Handwriting recognition: the paper presents a detailed example of digit classification using the signature as a feature map. The level-2 terms (signed areas) are particularly informative for distinguishing digits like 0 and 8, which have similar overall shape but different enclosed areas.
Natural language processing: representing chronological information in medical texts.
Computer vision: human pose estimation, deep signature transforms for learning on sequential image data.

The paper by Chevyrev and Kormilitzin gives a clear and self-contained introduction to both the theory and the practice. The first part covers the mathematical foundations (iterated integrals, Chen's identity, shuffle product, log-signature, uniqueness) at an accessible level. The second part shows how to go from raw data to signature features and applies the method to handwritten digit classification. For a more complete picture, the DataSig group maintains a list of applications and software.

Try it yourself

The interactive module below lets you explore path signatures hands-on.

Draw and Compute

In the first tab, click on the canvas to place points. Each click adds a vertex, and the tool connects them into a piecewise linear path. The truncated signature appears on the right as a bar chart (blue for positive, red for negative values). Use the dropdown to change the truncation level.

A few things to try:

Draw a straight horizontal line (two clicks, left to right). Only S^x is non-zero at level 1. At level 2, the terms are symmetric: S^{xy} = S^{yx} = 0 because there is no y-movement.
Draw an L-shape: click at the center, then to the right, then up. You will see S^{xy} become large and positive while S^{yx} stays near zero, just like in the example above.
Draw the reverse L (center, then up, then right). Now S^{yx} dominates and S^{xy} is near zero.
Draw a closed loop (clockwise or counterclockwise). The Levy area \frac{1}{2}(S^{xy} - S^{yx}) reflects the enclosed area, and its sign tells you the orientation.
Increase the level to 4 or 5 and compare a figure-eight with a simple loop.

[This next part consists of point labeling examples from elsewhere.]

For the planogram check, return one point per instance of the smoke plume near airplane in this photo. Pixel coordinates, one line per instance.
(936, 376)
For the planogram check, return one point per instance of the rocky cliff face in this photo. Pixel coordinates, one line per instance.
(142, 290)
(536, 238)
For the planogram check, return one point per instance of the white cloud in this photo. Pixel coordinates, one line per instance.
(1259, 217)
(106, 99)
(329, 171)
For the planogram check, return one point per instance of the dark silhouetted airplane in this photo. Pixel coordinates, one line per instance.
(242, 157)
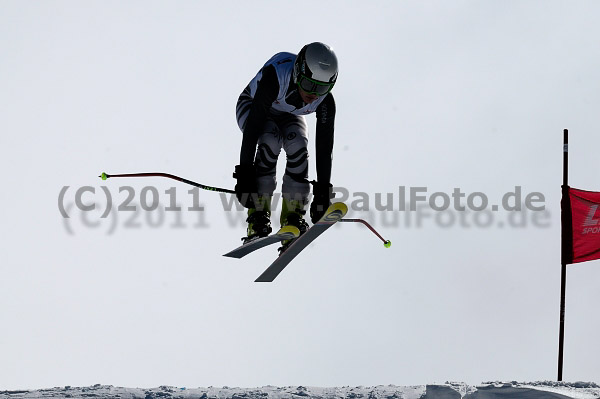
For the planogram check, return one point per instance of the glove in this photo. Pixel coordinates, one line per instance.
(322, 195)
(246, 188)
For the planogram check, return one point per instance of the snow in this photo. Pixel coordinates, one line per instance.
(448, 390)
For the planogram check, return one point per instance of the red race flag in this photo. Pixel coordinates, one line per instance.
(583, 209)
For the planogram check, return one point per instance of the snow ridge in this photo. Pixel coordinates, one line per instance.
(448, 390)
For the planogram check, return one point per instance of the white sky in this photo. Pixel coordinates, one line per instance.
(438, 94)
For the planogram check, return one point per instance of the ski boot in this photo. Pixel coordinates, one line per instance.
(292, 214)
(259, 220)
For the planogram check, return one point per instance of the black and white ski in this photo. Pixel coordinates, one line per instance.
(285, 233)
(334, 213)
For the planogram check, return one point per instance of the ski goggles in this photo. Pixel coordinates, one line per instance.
(315, 87)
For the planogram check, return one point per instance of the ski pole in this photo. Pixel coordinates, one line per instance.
(386, 243)
(105, 176)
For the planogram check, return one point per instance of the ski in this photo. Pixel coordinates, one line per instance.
(285, 233)
(334, 213)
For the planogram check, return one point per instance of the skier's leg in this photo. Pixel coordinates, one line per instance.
(295, 188)
(269, 146)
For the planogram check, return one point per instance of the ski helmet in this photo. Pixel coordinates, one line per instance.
(315, 68)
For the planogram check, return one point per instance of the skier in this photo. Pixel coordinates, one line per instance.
(270, 112)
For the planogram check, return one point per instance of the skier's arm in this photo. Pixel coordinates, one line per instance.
(324, 138)
(266, 93)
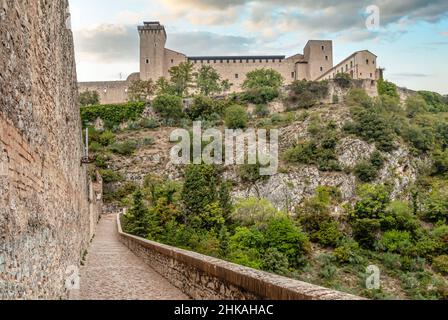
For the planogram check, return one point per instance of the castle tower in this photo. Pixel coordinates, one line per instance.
(319, 55)
(152, 50)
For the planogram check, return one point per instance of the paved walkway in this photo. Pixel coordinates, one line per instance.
(113, 272)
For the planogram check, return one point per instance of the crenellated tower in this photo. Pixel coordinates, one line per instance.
(152, 50)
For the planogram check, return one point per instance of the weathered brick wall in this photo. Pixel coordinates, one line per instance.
(44, 209)
(206, 278)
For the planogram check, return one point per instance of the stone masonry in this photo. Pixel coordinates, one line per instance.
(45, 222)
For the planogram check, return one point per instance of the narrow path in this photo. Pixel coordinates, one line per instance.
(113, 272)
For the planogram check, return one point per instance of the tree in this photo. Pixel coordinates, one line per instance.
(136, 220)
(236, 117)
(263, 78)
(163, 87)
(387, 88)
(89, 98)
(140, 91)
(208, 81)
(169, 107)
(182, 77)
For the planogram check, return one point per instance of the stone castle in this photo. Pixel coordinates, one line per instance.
(315, 64)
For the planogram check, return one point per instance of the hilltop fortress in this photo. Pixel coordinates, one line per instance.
(315, 64)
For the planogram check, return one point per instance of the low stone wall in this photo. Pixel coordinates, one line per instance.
(206, 278)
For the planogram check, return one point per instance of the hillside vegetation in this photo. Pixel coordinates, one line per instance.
(362, 180)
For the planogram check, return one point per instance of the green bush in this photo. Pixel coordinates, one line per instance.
(275, 262)
(347, 252)
(113, 114)
(148, 123)
(107, 138)
(366, 231)
(263, 78)
(343, 80)
(396, 242)
(329, 234)
(110, 176)
(254, 211)
(236, 117)
(415, 105)
(203, 108)
(366, 171)
(126, 148)
(169, 107)
(261, 95)
(283, 235)
(387, 88)
(306, 94)
(262, 110)
(441, 264)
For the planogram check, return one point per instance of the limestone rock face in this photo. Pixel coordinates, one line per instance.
(44, 209)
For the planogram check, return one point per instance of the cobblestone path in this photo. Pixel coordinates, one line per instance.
(113, 272)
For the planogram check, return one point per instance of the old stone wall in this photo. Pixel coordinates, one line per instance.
(206, 278)
(44, 207)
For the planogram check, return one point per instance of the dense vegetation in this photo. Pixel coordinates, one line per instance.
(322, 239)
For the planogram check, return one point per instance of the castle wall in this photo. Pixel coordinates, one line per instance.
(110, 92)
(235, 70)
(361, 65)
(45, 223)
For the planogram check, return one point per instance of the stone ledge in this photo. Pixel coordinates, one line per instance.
(227, 280)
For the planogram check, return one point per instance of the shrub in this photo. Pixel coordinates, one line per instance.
(126, 148)
(347, 252)
(262, 110)
(329, 234)
(203, 108)
(261, 95)
(283, 235)
(275, 262)
(441, 264)
(110, 176)
(365, 232)
(169, 107)
(254, 211)
(415, 105)
(148, 123)
(387, 88)
(113, 114)
(89, 98)
(343, 80)
(396, 242)
(236, 117)
(306, 94)
(366, 171)
(107, 138)
(263, 78)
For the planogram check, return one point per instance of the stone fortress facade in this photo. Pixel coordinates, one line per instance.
(315, 64)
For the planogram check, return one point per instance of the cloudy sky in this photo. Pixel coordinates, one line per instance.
(411, 41)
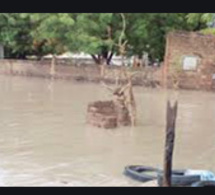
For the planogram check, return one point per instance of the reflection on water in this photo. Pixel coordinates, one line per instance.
(44, 139)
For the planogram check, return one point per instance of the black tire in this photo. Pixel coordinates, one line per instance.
(139, 173)
(179, 179)
(203, 184)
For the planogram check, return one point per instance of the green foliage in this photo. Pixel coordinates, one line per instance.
(94, 33)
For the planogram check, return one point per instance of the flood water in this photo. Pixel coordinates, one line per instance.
(45, 140)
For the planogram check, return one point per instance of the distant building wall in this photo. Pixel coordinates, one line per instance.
(194, 54)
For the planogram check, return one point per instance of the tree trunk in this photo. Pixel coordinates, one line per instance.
(96, 59)
(169, 145)
(109, 58)
(53, 63)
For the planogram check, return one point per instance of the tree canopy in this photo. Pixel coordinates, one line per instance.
(97, 34)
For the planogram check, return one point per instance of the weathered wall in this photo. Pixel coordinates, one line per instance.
(181, 44)
(81, 72)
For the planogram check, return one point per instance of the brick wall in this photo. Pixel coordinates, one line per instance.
(181, 44)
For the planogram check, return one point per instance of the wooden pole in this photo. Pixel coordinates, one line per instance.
(169, 145)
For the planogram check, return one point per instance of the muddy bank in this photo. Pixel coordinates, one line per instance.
(149, 77)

Higher levels capture the more complex topology.

Reconstruction

In the second tab, draw a target path (shown in blue), choose a truncation level, and click "Reconstruct". The tool finds a smooth curve (shown in red) whose truncated signature matches the target at the chosen level. It tries several random starting shapes and keeps the smoothest one. The required curve complexity grows with the level (shown next to the dropdown).

Try increasing the level progressively:

At level 1, only the total displacement matters. The red curve is just a straight line from start to end, regardless of what you drew.
At level 2, the curve bends to match the signed areas. Draw a half-circle and see the red curve approximate its overall curvature.
At level 3 and beyond, finer shape details appear. Draw an S-curve and watch the Bezier curve capture both bends as you increase the level.

The table on the right compares each signature term between the original and reconstructed paths. Green checkmarks mean the terms match within 5%, red crosses show where they diverge. This illustrates the core idea: low-level signatures capture coarse geometry (where the path goes), while higher levels encode progressively finer shape information (how it gets there).